Außerdem konnte das Regime zwischenzeitlich ebenfalls seine Anhänger mobilisieren, in beeindruckenden Zahlen. Vor allem aber: Es verfügt über Milizen, Militär, Polizei, Geheimdienste, die zu viel zu verlieren haben, um sich den Protesten anzuschließen. Und: Sie haben in der Vergangenheit gezeigt, dass sie willens sind, Proteste auch blutig nieder zu schlagen. Zur Erinnerung: In der knapp vier Jahrzehnte währenden Geschichte der iranischen Theokratie gab es alle zehn Jahre eine große Protestbewegung. Zuletzt die "grüne Bewegung" im Jahr 2009, damals deutlich größer mit Millionen Menschen auf den Straßen, mit einer klaren Agenda und mit einer klaren Führung. Auch die wurde blutig unterdrückt - was die Zurückhaltung der Veteranen von 2009 bei den heutigen Protesten vielleicht zum Teil erklärt.
Risse im Establishment
Die heutigen Proteste machen die Risse im Establishment deutlich. Hardliner und moderatere Kräfte - wirklich moderate oder reformorientierte Kräfte gibt es in den Teheraner Machtzirkeln nicht - ringen um Macht und Einfluss. Sie versuchen, die Proteste zu instrumentalisieren, um ihre Gegner zu schwächen. Auch, um sich für die Nachfolge des alternden Obersten Führers Ali Chamenei zu positionieren.

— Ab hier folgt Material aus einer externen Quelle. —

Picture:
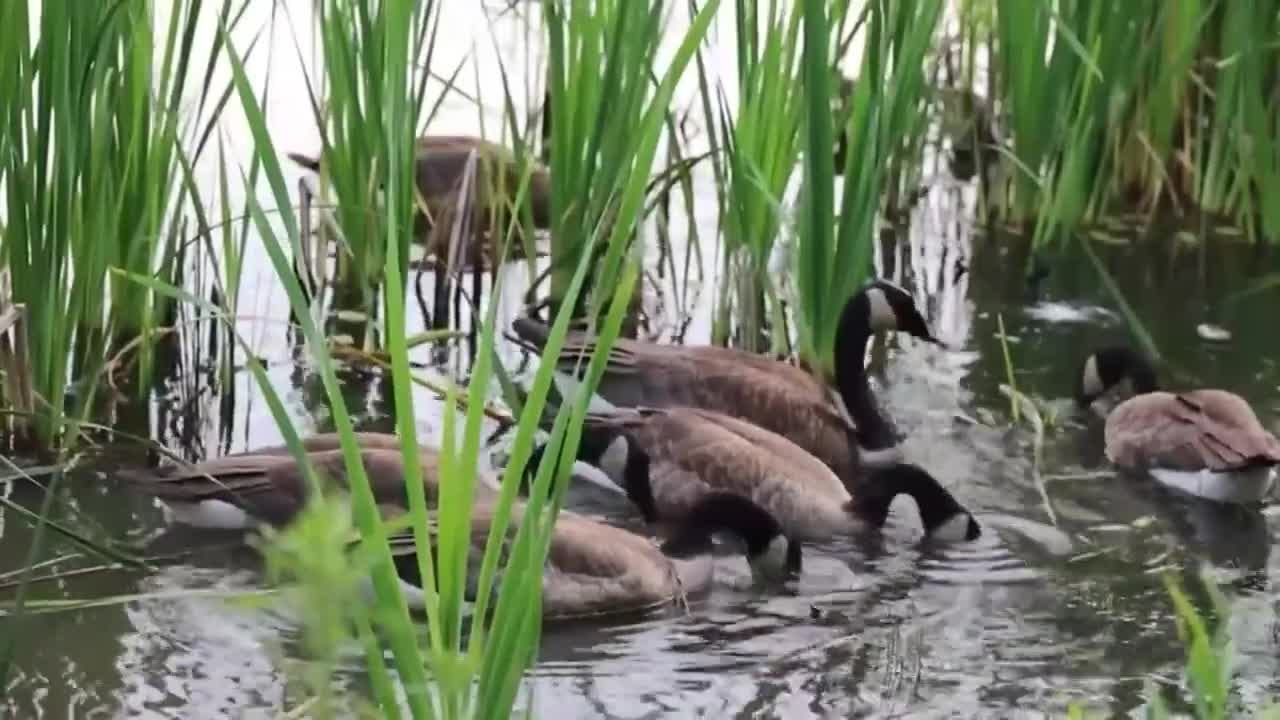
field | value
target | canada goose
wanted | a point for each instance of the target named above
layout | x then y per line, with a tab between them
268	484
686	452
1203	442
439	165
771	393
594	569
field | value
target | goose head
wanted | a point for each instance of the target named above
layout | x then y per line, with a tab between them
885	306
941	514
1109	369
771	554
881	306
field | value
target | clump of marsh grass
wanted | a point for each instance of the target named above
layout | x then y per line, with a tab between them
97	139
449	673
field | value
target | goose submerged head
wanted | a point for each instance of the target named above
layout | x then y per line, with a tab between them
624	465
941	514
1105	369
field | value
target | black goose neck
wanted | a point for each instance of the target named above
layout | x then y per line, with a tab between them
638	484
935	504
873	432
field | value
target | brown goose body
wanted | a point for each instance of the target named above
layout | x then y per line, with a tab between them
689	452
439	167
268	484
771	393
592	569
1205	442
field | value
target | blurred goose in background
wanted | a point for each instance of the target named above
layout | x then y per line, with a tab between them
1203	442
592	568
439	167
841	427
688	452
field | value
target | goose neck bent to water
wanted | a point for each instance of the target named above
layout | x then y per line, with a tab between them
941	514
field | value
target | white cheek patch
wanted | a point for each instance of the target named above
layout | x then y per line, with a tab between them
882	317
955	529
1091	381
613	461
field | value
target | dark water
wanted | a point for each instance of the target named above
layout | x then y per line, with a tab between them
1060	601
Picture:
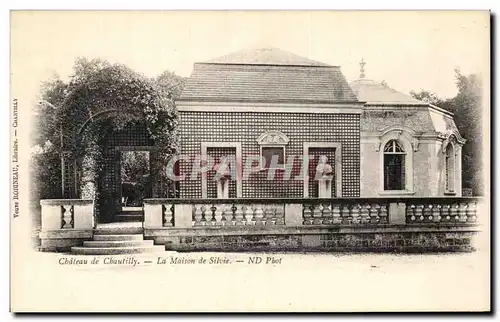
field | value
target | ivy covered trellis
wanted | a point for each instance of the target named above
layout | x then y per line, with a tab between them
102	98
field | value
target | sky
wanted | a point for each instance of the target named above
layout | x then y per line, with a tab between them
408	50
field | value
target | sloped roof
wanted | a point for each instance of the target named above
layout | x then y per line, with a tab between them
267	75
372	92
265	56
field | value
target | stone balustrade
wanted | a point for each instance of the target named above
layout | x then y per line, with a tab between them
67	214
200	213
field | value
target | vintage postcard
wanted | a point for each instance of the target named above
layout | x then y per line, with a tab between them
260	161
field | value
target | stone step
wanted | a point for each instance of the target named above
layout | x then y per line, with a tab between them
116	250
118	237
117	243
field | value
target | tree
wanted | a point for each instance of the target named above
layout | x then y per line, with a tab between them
467	109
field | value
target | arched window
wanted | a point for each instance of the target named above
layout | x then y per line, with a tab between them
394	166
450	168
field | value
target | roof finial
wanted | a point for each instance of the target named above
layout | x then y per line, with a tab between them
362	69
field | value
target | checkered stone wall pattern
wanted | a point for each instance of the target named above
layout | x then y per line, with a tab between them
245	127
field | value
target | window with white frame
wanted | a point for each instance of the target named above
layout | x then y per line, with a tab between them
450	168
394	166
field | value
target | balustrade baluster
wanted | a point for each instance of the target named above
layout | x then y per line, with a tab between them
436	213
427	213
259	215
197	215
269	216
382	214
307	214
317	214
356	214
410	213
238	214
218	214
279	214
207	215
374	214
454	213
327	214
67	217
336	218
472	211
445	213
462	212
346	215
227	215
249	211
419	217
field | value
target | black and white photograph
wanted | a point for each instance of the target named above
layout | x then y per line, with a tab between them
250	161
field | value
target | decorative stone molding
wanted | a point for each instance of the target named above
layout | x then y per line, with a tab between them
452	137
273	137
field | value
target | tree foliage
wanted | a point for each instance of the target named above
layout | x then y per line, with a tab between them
467	109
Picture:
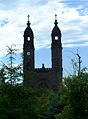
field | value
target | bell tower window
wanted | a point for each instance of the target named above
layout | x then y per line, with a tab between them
56	37
28	38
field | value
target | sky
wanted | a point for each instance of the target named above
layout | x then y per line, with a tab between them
72	16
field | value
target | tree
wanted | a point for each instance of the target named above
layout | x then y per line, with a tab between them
18	102
74	96
13	71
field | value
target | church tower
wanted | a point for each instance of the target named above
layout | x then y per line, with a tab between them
56	48
28	48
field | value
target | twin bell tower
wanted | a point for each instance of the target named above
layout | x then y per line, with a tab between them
46	78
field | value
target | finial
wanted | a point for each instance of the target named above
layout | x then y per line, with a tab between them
28	23
28	17
55	16
55	20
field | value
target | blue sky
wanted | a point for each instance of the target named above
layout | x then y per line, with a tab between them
72	20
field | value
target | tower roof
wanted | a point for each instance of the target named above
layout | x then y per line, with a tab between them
56	30
28	31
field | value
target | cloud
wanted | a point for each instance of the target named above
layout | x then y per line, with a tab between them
13	22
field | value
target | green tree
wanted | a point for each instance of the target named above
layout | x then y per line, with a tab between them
17	102
14	74
74	96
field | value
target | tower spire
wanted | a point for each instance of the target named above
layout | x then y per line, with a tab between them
28	23
55	20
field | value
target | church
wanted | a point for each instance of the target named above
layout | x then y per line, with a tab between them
43	78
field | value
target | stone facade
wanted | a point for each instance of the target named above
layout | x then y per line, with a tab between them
46	78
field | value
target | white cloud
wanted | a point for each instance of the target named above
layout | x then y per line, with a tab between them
42	18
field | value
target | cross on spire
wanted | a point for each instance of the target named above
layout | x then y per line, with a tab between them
55	16
28	23
55	20
28	17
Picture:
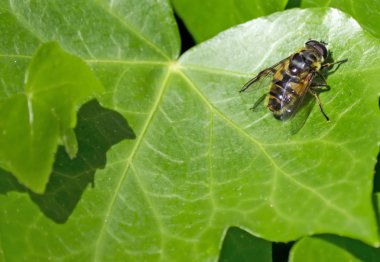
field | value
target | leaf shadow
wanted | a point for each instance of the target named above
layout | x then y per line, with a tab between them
354	247
98	129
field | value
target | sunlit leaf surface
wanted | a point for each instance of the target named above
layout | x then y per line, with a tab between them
201	160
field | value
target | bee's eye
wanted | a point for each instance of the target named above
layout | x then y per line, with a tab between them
293	69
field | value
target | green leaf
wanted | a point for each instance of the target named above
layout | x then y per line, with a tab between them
44	115
201	161
366	13
239	245
214	16
334	248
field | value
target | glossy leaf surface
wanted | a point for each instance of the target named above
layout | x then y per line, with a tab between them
201	160
365	12
35	121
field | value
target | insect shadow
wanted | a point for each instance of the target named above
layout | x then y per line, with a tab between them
97	130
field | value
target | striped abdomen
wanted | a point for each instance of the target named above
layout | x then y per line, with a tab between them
283	97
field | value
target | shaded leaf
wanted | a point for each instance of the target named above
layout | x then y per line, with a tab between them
333	248
44	115
366	13
238	245
214	16
201	160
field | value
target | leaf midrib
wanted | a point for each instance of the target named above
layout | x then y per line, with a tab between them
130	160
267	155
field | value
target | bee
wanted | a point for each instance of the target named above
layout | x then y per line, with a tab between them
293	77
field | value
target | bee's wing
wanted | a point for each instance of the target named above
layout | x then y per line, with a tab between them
302	109
267	72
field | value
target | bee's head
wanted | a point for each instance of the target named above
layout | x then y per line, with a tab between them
320	46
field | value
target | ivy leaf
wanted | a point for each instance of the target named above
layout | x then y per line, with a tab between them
334	248
238	245
214	16
202	161
366	14
35	121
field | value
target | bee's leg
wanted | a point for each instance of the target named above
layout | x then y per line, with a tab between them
321	87
327	65
258	102
315	94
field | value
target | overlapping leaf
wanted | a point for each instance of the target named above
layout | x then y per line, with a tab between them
35	121
366	13
205	19
201	160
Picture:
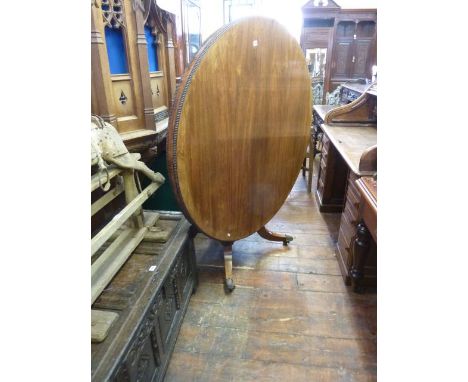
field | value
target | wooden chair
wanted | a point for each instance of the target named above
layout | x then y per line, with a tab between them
333	98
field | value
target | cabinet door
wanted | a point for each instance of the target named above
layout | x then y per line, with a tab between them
343	60
364	55
342	65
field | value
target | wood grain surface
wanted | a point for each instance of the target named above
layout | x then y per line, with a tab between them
239	128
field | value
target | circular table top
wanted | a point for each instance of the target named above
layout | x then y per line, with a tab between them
239	128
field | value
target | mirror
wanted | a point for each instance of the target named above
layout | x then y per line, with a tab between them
316	60
192	27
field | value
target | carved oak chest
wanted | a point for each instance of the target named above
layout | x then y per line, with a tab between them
150	294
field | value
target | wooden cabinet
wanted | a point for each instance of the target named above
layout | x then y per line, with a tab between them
133	66
347	234
150	294
344	38
331	180
354	50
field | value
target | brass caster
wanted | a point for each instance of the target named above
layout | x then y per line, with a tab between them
229	285
287	239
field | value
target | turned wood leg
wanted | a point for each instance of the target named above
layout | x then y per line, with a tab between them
193	231
361	250
229	282
312	151
274	236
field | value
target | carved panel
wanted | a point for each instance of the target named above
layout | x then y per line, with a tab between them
158	91
123	96
112	13
360	64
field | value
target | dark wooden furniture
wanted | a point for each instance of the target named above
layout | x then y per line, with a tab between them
232	169
366	229
351	91
134	59
333	170
314	148
150	293
342	150
348	37
349	151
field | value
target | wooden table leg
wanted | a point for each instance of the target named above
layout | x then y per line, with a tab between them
274	236
312	143
361	250
229	282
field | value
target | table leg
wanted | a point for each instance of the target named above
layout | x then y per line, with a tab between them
361	250
312	152
229	282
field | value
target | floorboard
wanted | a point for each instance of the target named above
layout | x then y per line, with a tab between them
290	317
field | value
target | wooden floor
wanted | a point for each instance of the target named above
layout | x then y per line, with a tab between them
290	318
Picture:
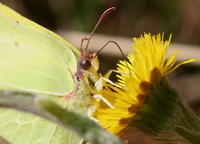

Wie sollte das Ausland auf die Proteste im Iran reagieren? Klar ist: Die Demonstranten haben unsere uneingeschränkte Solidarität verdient. Zu demonstrieren, seine Meinung frei zu äußern, ist ein Grundrecht, überall und damit auch im Iran. Druck auf Teheran ist notwendig, um die Regierung zur Einhaltung ihrer eigenen Regeln zu drängen - Präsident Hassan Rohani hatte immerhin anerkannt, dass im Iran Protestaktionen erlaubt sind. Dieser Druck kann auch auf wirtschaftlichem Wege erzeugt werden. Gerade angesichts der desolaten Wirtschaftslage braucht Iran Investitionen aus dem Ausland. Zudem sollten Internetkonzerne dazu angehalten werden, Plattformen für freien Meinungsaustausch offen zu halten oder zu schaffen.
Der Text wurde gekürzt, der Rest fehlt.